Decomposition of reads and writes

The program can be decomposed as follows (to clearly see the reads and writes):

                              Some Thread
---------------------------------------------------------------------
 10: resource = null; //default value                                  //write
=====================================================================
           Thread 1               |          Thread 2                
----------------------------------+----------------------------------
 11: a = resource;                | 21: x = resource;                  //read
 12: if (a == null)               | 22: if (x == null)               
 13:   resource = new Resource(); | 23:   resource = new Resource();   //write
 14: b = resource;                | 24: y = resource;                  //read
 15: return b;                    | 25: return y;                    

What the JLS says

JLS 17.4.5 gives the rules for a read to be allowed to observe a write:

We say that a read r of a variable v is allowed to observe a write w to v if, in the happens-before partial order of the execution trace:

• r is not ordered before w (i.e., it is not the case that hb(r, w)), and
• there is no intervening write w' to v (i.e. no write w' to v such that hb(w, w') and hb(w', r)).

Application of the rule

In our example, let's assume that thread 1 sees null and properly initialises resource.

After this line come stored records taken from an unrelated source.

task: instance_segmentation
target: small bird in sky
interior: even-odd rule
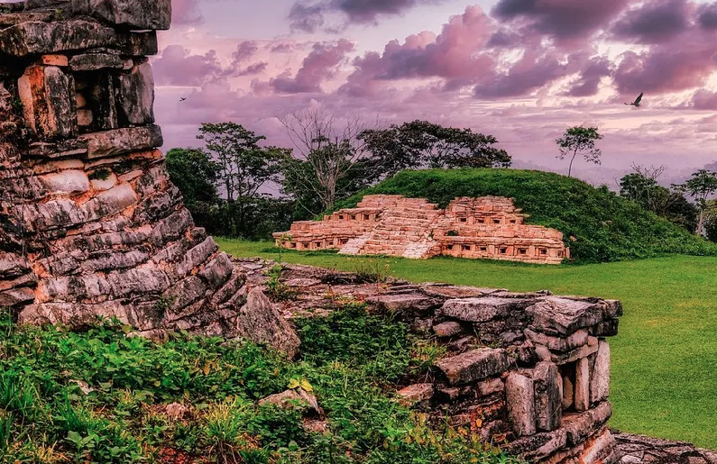
[[[635,99],[632,103],[626,103],[625,105],[629,105],[630,106],[635,106],[636,108],[639,108],[639,101],[642,100],[642,94],[644,92],[640,92],[639,96]]]

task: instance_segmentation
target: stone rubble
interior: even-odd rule
[[[570,258],[563,234],[524,224],[510,198],[460,197],[446,210],[424,198],[367,195],[355,208],[323,221],[299,221],[274,233],[277,246],[336,249],[348,255],[426,259],[437,255],[560,264]]]
[[[254,288],[266,285],[275,264],[235,262]],[[398,401],[435,423],[447,418],[529,462],[619,462],[607,428],[612,410],[605,341],[622,315],[619,301],[391,278],[362,283],[349,273],[293,265],[280,281],[300,284],[295,299],[279,305],[289,319],[325,315],[337,300],[354,299],[395,314],[443,345],[446,352],[428,378],[396,392]]]
[[[116,317],[293,355],[293,329],[194,225],[157,150],[147,57],[170,18],[170,0],[0,5],[0,305],[20,323]]]

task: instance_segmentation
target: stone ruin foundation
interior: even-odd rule
[[[398,312],[446,347],[429,379],[397,392],[436,421],[447,417],[532,462],[717,462],[706,451],[694,460],[698,451],[681,443],[622,434],[617,442],[627,444],[616,448],[605,340],[617,333],[617,301],[362,284],[293,266],[282,281],[297,299],[272,304],[262,292],[271,263],[220,252],[194,225],[156,150],[147,56],[170,16],[170,0],[0,4],[0,306],[20,323],[78,327],[114,316],[140,335],[242,336],[293,356],[300,341],[291,317],[344,296]],[[523,217],[509,199],[458,198],[444,212],[372,196],[323,223],[294,224],[283,244],[414,258],[568,256],[559,232]]]
[[[249,281],[265,285],[271,263],[243,260]],[[395,312],[446,353],[427,379],[400,386],[399,400],[435,423],[463,427],[529,462],[617,462],[610,346],[619,301],[512,293],[445,284],[361,284],[357,276],[289,266],[282,282],[299,292],[288,314],[330,311],[332,298]],[[321,398],[318,398],[320,404]]]
[[[500,196],[455,198],[442,210],[424,198],[367,195],[355,208],[319,222],[296,222],[274,239],[288,249],[334,249],[348,255],[446,255],[543,264],[570,258],[560,232],[525,224],[527,216],[510,198]]]
[[[293,351],[279,314],[248,311],[244,274],[195,227],[156,150],[147,57],[170,18],[170,0],[0,4],[0,306]]]

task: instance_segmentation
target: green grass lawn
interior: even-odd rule
[[[217,239],[237,257],[277,259],[267,242]],[[611,426],[717,449],[717,258],[674,255],[586,266],[530,266],[285,252],[285,262],[340,270],[372,266],[414,282],[614,298],[625,315],[612,349]]]

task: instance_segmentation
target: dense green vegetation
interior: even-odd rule
[[[353,207],[363,195],[371,194],[425,197],[441,207],[456,196],[510,196],[530,214],[529,223],[562,232],[571,257],[580,263],[665,253],[717,254],[714,243],[607,187],[595,188],[582,180],[549,172],[495,168],[402,171],[339,202],[336,209]]]
[[[0,462],[512,464],[461,429],[431,430],[392,397],[439,350],[404,324],[337,306],[298,321],[302,359],[242,341],[175,334],[163,344],[105,322],[78,333],[0,317]],[[330,432],[304,405],[256,400],[316,394]],[[179,420],[167,405],[188,408]]]
[[[276,259],[264,242],[218,241],[238,257]],[[341,270],[374,268],[414,282],[615,298],[625,314],[612,350],[611,425],[717,449],[717,258],[672,255],[585,266],[538,266],[286,251],[286,262]],[[388,268],[386,268],[388,266]]]

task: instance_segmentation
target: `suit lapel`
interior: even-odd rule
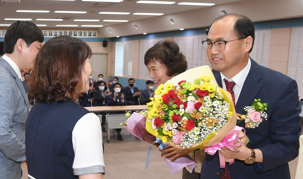
[[[16,83],[17,83],[18,86],[19,87],[20,91],[21,92],[21,94],[23,96],[23,98],[24,99],[24,101],[25,101],[25,103],[26,104],[26,107],[27,107],[27,110],[28,110],[29,109],[29,102],[28,102],[28,97],[26,95],[26,92],[25,92],[25,89],[24,89],[24,87],[23,87],[23,85],[22,84],[22,82],[21,80],[19,79],[18,75],[16,73],[16,71],[13,69],[12,66],[3,58],[1,58],[1,64],[3,64],[3,66],[6,68],[11,73],[12,76],[15,78],[16,80]]]
[[[244,107],[250,106],[256,99],[257,95],[262,87],[262,85],[259,81],[262,78],[262,75],[258,72],[258,68],[260,66],[252,59],[250,59],[251,65],[249,72],[246,77],[239,99],[235,106],[237,113],[244,114]],[[217,80],[219,86],[222,87],[222,83],[221,75],[219,71],[213,70],[214,76]]]

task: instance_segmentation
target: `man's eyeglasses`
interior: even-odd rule
[[[225,46],[226,45],[226,43],[229,42],[230,41],[240,40],[241,39],[245,38],[246,37],[241,37],[238,39],[235,39],[234,40],[231,40],[229,41],[227,40],[217,40],[214,43],[213,43],[210,40],[203,40],[202,41],[202,44],[203,44],[203,47],[207,51],[210,51],[213,47],[214,44],[215,44],[215,47],[216,47],[216,49],[219,51],[223,51],[225,49]]]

In thread 2, an invalid execution would be for 21 to observe 23 (due to program order) - but any of the other writes (10 and 13) can be observed by either read:

• 10 happens-before all actions so no read is ordered before 10
• 21 and 24 have no hb relationship with 13
• 13 does not happens-before 23 (no hb relationship between the two)

So both 21 and 24 (our 2 reads) are allowed to observe either 10 (null) or 13 (not null).

Execution path that returns null

In particular, assuming that Thread 1 sees a null on line 11 and initialises resource on line 13, Thread 2 could legally execute as follows:

• 24: y = null (reads write 10)
• 21: x = non null (reads write 13)
• 22: false
• 25: return y

Note: to clarify, this does not mean that T2 sees non null and subsequently sees null (which would breach the causality requirements) - it means that from an execution perspective, the two reads have been reordered and the second one was committed before the first one - however it does look as if the later write had been seen before the earlier one based on the initial program order.

UPDATE 10 Feb

Back to the code, a valid reordering would be:

Resource tmp = resource; // null here
if (resource != null) { // resource not null here
    resource = tmp = new Resource();
}
return tmp; // returns null

And because that code is sequentially consistent (if executed by a single thread, it will always have the same behaviour as the original code) it shows that the causality requirements are satisfied (there is a valid execution that produces the outcome).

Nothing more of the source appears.